Solution: It’s a known bug of Cisco’s IP phone software releases 8.3(3) or higher according to Cisco bug id: CSCso40588. Cisco says that these phones should sync their clock via a “Date:”-header in SIP packets, and NTP stays broken. Another info is, that 8.5(2)MN1.2 fixes this bug. We will try this.
Problem: Windows NLB IPs are are not reachable through and from Cisco routers and switches. NLB services could be IIS arrays, Exchange CAS arrays, etc.
Solution: NLB mode was set to Multicast. In this mode Windows incorrectly uses multicast mac addresses. Set the NLB mode to Unicast and configure static mac address table entries on your switch to prevent broadcast flooding.
Discussion: Windows NLB does only work if all members of an array get all packets for a balanced service. To achieve this, Windows knows 3 modes of load balancing: Unicast, Multicast, and Multicast IGMP. And all of them have problems:
Unicast: Windows uses a normal mac address for his virtual IP address, but never sends any packet from this mac. The switch never learns a mac address entry and has to broadcast all packets for this mac. (Broadcast Flooding)
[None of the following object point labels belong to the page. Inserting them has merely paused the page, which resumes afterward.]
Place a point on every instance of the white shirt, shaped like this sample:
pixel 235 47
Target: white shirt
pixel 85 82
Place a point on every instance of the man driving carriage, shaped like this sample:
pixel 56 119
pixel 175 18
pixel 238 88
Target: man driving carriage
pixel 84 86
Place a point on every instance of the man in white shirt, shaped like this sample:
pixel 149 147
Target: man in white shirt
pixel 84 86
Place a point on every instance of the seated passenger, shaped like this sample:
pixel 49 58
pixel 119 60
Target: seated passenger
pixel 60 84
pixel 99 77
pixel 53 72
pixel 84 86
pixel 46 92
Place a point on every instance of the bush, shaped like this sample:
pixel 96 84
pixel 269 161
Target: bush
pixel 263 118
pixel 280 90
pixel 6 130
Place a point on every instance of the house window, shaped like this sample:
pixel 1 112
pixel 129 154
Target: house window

Multicast (IGMP): Windows uses mutlicast macs for the virtual IP. This seams correct, because this way the switch could learn which ports are part of the array and which are not (IGMP), but the problem is: an arp request for an unicast address (virtual IP) must not resolve to an multicast mac address. Cisco switches simply ignore this arp responses. Multicast mac addresses start with the lsb bit of the first bit set, typically 01:XX:XX:XX:XX:XX or 03:XX:XX:XX:XX:XX.
My solution was to use Unicast mode and don’t use IGMP. The other solution would be to statically set arp and the mac-address-table on the cisco switch, and force it to use the incorrect mac address.
BTW: A Network Load Balancing mechanism where every array member receives all traffic, in no real “Network” load balancing, because you dont’t reduce the traffic per server, it just adds additional computers and no additional network capacity.